Despite often being seen as ideal defensive plays in a challenged economy, utilities are considered a mixed bag for analysts right now. Duke Energy (DUK) is currently rated closer to a "sell" than a "buy" (see "Bears Tackle Duke And AEP" here). As regulators continue to reject the takeover terms for Progress (PGN), investors stand to benefit from abnormally high risk-adjusted returns when the deal closes. The CEO of Progress is confident that there will be a merger, but shareholders are weary after FERC dismissed the company's approach to market power. Meanwhile, PPL Corporation (PPL) is rated a weak "buy".
From a multiples perspective, PPL is the cheaper of the two. It trades at a respective 10.8x and 11.6x past and forward earnings while offering a dividend yield of 4.9%. Duke, however, trades at a respective 15.6x and 14x past and forward earnings while offering a dividend yield of 4.7%. This implies greater risk and less reward for the latter. Trading between these two at 12.5x past earnings is American Electric Power (AEP), which is rated a "hold". Given industry consolidation, this utilities firm will struggle to outperform the competition and face cost pressures.
Despite bearish sentiment surrounding Duke, at the third quarter earnings call, the firm's CEO, Jim Rogers, noted several favorable developments:
"As a result of our year-to-date earnings, we are increasing our 2011 adjusted diluted per-share earnings guidance range from between $1.35 and $1.40 to $1.40 and $1.45…
That U.S. Franchised Electric and Gas, our largest business segment, this strong operational performance in our generation investments helped offset less favorable weather and higher planned O&M cost.
At international, we saw strong results from our Latin American operations, as well as increased earnings from our stake in National Methanol Company.
For the quarter, our nuclear fleet had a capacity factor of 99.27%. The fleet dispatched more than 15 million-megawatt hours, setting an all-time company record for best quarterly nuclear generation performance".
Latin American growth was also solid, Midwest gas operated at record levels, and fleet modernization is progressing smoothly.
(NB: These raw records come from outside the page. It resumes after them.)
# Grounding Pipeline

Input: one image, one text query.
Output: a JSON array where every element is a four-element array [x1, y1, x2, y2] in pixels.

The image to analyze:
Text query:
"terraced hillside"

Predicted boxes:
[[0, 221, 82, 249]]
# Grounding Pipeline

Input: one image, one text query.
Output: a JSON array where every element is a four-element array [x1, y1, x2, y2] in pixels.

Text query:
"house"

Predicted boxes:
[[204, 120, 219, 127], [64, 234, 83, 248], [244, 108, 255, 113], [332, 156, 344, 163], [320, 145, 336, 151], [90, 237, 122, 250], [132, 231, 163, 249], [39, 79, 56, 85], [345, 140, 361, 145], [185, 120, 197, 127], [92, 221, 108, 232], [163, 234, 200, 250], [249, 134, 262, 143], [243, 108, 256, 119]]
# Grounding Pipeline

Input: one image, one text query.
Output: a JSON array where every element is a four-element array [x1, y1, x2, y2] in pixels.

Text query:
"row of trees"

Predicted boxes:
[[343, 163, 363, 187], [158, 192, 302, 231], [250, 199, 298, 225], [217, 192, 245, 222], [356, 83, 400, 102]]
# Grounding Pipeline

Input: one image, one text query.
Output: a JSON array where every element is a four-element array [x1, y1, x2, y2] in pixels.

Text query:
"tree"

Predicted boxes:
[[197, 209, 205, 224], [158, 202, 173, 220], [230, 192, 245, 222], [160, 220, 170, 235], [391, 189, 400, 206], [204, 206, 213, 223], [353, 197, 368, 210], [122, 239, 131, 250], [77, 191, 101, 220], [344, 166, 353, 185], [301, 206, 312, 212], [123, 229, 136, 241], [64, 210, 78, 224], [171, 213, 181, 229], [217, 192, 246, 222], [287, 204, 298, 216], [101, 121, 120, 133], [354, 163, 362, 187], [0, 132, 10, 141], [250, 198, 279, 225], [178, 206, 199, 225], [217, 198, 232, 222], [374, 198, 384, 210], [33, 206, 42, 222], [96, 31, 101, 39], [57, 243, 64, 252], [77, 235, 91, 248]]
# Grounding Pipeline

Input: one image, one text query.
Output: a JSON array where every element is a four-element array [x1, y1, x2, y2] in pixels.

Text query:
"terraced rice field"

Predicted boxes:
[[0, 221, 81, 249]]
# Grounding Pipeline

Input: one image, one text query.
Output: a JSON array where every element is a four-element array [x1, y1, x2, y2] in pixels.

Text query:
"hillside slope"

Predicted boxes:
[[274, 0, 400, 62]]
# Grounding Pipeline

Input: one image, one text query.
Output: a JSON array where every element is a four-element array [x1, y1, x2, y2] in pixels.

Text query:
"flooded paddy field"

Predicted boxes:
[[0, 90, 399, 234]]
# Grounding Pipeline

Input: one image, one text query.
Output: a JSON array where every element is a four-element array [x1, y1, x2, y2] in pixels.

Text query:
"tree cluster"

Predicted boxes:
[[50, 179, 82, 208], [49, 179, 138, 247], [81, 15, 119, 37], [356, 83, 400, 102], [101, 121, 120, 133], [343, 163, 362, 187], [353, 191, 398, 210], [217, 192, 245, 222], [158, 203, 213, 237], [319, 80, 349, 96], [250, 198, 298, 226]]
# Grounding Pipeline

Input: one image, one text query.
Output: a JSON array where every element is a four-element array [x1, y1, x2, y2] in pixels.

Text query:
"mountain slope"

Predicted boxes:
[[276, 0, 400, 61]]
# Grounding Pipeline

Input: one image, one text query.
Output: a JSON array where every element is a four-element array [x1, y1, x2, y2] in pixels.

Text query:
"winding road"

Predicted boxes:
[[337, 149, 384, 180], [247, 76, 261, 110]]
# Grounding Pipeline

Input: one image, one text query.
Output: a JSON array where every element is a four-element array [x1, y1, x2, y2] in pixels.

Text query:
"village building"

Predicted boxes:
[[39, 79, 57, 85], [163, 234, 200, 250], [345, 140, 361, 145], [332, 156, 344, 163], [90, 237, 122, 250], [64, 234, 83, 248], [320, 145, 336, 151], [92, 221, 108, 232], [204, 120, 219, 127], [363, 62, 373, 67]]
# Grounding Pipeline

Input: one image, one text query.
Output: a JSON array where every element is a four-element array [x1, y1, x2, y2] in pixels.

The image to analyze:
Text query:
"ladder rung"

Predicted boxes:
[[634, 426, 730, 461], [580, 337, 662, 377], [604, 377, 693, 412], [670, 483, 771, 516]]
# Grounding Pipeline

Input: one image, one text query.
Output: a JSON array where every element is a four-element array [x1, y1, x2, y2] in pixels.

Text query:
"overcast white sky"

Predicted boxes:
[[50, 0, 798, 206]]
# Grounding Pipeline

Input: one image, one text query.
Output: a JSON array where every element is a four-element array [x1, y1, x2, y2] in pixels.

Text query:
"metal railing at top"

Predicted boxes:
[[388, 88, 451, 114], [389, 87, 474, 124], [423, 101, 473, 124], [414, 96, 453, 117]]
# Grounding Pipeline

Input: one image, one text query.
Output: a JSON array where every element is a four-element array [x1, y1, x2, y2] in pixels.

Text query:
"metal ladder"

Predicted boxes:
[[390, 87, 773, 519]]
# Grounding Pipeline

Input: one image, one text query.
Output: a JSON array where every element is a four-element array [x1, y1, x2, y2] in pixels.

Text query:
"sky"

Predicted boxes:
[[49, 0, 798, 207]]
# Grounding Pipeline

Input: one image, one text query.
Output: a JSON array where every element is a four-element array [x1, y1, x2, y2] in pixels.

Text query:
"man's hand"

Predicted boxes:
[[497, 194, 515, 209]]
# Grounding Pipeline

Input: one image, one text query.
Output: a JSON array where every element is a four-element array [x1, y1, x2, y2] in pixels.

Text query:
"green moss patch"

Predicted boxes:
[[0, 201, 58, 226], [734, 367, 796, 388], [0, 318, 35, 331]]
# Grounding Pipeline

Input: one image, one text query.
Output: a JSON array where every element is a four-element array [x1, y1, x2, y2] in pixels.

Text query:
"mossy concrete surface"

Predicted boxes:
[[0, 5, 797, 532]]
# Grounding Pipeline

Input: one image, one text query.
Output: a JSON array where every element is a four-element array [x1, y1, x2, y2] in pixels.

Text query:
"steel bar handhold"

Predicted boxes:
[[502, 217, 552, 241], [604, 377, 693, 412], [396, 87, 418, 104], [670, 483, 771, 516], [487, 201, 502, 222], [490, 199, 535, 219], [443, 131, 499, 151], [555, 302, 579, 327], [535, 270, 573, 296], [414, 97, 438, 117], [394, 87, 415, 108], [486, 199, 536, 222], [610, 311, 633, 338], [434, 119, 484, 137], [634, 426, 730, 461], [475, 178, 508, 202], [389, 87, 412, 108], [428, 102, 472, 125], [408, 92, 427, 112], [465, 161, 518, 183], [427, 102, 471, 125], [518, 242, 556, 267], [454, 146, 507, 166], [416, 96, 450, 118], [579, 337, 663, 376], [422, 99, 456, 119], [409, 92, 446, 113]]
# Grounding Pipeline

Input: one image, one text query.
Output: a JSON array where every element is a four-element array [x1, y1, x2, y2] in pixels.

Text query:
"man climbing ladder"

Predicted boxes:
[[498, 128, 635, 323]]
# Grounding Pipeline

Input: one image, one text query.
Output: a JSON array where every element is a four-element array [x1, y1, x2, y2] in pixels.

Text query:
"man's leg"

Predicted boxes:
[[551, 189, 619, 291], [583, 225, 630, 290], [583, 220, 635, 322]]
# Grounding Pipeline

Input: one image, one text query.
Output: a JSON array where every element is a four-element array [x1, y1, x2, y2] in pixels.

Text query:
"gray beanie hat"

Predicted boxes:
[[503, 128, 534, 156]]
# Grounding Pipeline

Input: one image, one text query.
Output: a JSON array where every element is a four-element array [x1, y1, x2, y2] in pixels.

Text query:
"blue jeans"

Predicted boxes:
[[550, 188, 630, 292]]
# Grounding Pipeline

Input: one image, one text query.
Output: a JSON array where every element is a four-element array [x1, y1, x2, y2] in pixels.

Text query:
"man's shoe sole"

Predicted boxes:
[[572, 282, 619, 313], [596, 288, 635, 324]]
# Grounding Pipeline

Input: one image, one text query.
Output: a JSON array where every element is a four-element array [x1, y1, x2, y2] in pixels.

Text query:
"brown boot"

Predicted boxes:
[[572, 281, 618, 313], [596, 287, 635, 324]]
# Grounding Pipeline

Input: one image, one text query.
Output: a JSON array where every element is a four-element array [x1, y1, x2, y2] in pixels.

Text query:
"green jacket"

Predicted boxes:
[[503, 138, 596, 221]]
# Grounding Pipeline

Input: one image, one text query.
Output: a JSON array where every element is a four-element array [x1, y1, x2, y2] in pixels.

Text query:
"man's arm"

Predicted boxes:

One problem is that the company tried to increase rates by 15% in South Carolina, but had to drop this figure to 6%. Furthermore, the Indiana clean coal plant will require $1B more capital than originally anticipated.
Consensus estimates for Duke's EPS are that it will be essentially be flat at around $1.43. Assuming the multiple holds steady and 2012 EPS turns out to be $1.43, the stock would rise nominally.
PPL Corporation, which has greater stock volatility, is more attractive. Legislation passed in Pennsylvania will allow for alternate rate-making systems and improved margins. While third quarter earnings were diluted by stock issuance and Kentucky has stagnant growth, natural gas prices are advancing towards a favorable inflection point in 2014. In addition, PPL has an advantage in its low-cost production and will benefit from the continued shift away from marketing to regulated businesses.
Consensus estimates for PPL's EPS are that it will decline by 16% to $2.63 in 2011, decline by 6.8% in 2012, and then grow by 4.1% in 2013. Of the 3 revisions to estimates, all have gone up for a net change of 0.3%. Assuming the multiple rises to 13.5x and 2012 EPS turns out to be $2.41, the intrinsic value of the stock is $32.54, implying 14.1%. However, if the multiple holds steady and 2012 EPS turns out to be 7.3% below the consensus, the stock would fall by 14%. Accordingly, the risk/reward is not incredible, especially considering that net debt of $17.1B exceeds market value.